Wednesday, October 28, 2009

'Go Ares! Go Constellation! Go NASA! Go! Go! Go!'

At liftoff, haze makes it difficult to make out the Ares I-X rocket.

"Are YOU giving up?" a woman asked me as I got up from my chair at Space View Park, after several hours of waiting for the weather to clear for the Ares I-X test launch.

"I never give up," I said.

It was hot and humid Wednesday morning in Titusville. Again. It's Florida, after all. And the weather over Kennedy Space Center was not cooperating again, as the Ares launch team required nearly clear conditions to avoid static electricity from impeding signals to and from the rocket.

I waited until the liftoff got scrubbed because of poor weather Tuesday, and I wasn't about to throw in the towel as I got out of my chair to stretch my legs and get some shade. Heck, I never miss a launch, and to skip this one would have been heinous. Ares very well could be NASA's future and the craft that launches astronauts on a trip to another planet.

Some day. But first thing's first.

The clouds finally broke apart around 11:20 a.m., and the range went "green" for weather for the first time in the entire morning. When the countdown started, it was announced by a spectator at the park. Most people clapped and cheered. I readied my camera. I don't show my emotions when it comes to such things, but inside, I had butterflies. And if you were there and looked closely, my hands were shaking, as they usually do just before a launch. That's how much of a nerd I am when it comes to such spectacles.
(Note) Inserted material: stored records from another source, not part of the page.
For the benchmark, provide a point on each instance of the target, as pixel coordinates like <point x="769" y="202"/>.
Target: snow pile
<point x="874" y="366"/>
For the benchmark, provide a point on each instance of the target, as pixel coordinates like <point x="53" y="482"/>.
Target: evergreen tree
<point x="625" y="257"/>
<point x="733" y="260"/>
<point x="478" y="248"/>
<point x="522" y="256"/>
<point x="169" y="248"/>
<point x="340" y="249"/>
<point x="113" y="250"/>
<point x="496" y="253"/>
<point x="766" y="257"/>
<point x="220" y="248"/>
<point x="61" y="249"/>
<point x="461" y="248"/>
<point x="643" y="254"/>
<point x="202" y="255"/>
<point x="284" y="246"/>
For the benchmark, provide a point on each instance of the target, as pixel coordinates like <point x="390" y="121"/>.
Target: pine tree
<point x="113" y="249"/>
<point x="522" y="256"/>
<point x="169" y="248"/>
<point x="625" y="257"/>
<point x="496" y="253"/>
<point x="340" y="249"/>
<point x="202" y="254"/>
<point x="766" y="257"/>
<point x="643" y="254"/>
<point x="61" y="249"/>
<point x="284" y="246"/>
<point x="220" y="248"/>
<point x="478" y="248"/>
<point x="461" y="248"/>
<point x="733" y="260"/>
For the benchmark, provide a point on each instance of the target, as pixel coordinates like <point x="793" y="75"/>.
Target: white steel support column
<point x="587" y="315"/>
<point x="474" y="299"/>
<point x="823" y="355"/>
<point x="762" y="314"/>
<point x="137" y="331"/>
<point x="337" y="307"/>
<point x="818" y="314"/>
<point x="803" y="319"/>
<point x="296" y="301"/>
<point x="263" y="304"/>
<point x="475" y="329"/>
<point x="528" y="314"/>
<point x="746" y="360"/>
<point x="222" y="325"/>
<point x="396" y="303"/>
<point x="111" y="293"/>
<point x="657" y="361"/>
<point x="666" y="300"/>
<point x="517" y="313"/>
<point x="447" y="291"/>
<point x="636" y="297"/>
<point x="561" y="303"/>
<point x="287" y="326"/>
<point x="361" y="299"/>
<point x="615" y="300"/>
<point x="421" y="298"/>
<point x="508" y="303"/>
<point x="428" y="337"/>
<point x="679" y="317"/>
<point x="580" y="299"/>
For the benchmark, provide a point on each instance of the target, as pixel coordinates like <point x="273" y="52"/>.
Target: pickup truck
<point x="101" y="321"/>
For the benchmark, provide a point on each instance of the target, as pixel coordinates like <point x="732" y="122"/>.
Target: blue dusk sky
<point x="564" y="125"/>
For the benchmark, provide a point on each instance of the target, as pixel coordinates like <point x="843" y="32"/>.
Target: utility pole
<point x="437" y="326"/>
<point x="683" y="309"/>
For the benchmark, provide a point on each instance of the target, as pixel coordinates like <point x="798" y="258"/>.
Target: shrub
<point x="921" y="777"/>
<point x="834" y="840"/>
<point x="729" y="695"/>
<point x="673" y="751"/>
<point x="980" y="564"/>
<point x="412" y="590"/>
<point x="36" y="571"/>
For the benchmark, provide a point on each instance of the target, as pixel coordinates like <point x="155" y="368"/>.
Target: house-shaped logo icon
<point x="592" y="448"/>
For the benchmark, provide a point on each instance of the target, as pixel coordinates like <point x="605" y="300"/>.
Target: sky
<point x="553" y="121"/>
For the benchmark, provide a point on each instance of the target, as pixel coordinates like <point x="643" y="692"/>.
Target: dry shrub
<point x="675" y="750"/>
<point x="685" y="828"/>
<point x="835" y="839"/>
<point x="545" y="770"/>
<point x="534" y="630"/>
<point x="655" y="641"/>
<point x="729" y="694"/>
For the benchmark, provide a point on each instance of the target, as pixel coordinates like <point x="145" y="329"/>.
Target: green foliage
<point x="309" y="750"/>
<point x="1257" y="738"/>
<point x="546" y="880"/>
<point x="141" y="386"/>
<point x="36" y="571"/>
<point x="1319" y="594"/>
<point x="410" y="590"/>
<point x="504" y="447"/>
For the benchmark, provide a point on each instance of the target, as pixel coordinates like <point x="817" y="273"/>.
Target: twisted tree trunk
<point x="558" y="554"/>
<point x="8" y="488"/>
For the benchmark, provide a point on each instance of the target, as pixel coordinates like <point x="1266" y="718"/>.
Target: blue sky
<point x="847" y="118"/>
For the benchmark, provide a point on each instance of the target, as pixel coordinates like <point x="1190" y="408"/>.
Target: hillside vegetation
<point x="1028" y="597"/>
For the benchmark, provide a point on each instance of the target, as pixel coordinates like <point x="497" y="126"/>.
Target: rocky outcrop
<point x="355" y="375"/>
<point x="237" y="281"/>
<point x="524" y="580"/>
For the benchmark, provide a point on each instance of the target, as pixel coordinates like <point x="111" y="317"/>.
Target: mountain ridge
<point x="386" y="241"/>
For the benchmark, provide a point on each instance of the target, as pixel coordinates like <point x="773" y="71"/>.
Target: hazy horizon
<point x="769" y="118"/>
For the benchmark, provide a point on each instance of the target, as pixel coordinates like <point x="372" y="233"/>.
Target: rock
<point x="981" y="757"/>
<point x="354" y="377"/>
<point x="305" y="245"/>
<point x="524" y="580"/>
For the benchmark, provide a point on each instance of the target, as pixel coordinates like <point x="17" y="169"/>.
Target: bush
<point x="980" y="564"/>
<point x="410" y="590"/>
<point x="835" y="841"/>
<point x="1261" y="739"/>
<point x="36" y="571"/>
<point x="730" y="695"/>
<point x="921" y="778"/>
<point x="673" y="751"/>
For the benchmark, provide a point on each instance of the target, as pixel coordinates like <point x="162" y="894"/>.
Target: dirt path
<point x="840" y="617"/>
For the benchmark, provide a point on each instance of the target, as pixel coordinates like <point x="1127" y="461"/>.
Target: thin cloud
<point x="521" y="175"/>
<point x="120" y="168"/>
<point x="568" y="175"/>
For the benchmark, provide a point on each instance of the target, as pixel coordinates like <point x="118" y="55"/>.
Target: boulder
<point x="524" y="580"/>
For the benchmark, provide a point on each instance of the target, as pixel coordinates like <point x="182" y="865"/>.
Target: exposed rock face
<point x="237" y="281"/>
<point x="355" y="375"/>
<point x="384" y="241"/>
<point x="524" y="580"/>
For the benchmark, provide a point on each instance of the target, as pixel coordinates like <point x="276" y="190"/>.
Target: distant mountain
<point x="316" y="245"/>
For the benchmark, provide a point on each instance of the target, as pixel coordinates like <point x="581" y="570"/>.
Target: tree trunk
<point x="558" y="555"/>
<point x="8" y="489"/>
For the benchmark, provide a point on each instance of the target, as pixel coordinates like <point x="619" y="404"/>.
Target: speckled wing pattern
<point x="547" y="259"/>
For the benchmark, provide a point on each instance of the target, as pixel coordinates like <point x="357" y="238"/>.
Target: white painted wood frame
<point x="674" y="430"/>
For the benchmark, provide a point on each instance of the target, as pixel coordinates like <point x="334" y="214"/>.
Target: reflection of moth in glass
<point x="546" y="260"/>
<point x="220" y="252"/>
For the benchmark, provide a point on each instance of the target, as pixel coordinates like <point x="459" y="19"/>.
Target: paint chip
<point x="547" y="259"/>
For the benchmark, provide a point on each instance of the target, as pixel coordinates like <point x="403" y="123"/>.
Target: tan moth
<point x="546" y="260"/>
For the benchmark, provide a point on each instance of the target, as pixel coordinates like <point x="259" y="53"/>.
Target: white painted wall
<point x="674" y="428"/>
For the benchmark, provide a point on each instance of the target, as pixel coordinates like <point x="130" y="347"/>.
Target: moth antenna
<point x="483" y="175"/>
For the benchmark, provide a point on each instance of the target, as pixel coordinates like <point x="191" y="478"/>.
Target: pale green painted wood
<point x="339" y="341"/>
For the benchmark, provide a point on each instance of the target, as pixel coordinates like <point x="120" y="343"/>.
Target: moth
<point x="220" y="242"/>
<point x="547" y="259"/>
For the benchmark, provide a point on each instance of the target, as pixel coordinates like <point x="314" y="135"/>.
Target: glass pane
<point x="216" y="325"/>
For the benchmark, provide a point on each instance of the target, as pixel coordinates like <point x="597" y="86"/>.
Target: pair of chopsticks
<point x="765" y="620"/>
For space shuttle launches, a group at the park pipes the NASA Launch Control broadcast through speakers. For this Ares launch, which attracted a few hundred people to the shore of the Indian River (many of whom left after the weather continued to push back the launch), the spectators yelled their own countdown. From 10, the people started counting down. "Three ... two ... one," they said. Ignition. The crowd's countdown was timed perfectly.

Visible through my 500mm lens, the ground beneath the rocket glowed, and smoke started to shoot from the sides of the launch tower. The rocket lifted off, quickly climbed and, from my vantage point, appeared to weave in and out of the clouds. As the craft rose above an initial cloud deck, the visibility improved, as the low-level haze prevented clear viewing at liftoff - a condition that is apparent in the top photo.

"Go Ares! Go Constellation! Go NASA!" a woman yelled. "Go! Go! Go!"

The rocket thundered into the eastern sky, heading directly away from Space View Park and over the Atlantic Ocean. Enthusiasts watched as a large shock wave formed around the upper section of the rocket. Within a minute or two, it reached its apogee and began to arc downward. Out of view, the rocket separated and plunged into the water for a waiting Navy ship to recover.

The test appears to have been successful, and for the people who dared to wait through the heat - especially the younger ones - the reward was the knowledge that they just witnessed an event that could mean more to science and technology than anything in their lifetime.

A large shock wave.

Emerging from a cloud.

Curling and arcing downward.

Just for a little context: Not many people gathered at Space View Park in Titusville.

More than five minutes after the launch.

Before the launch, a helicopter flies over Titusville, as a group of pelicans chose the lower airspace.

The chopper that flew over the park was similar to those in the presidential fleet.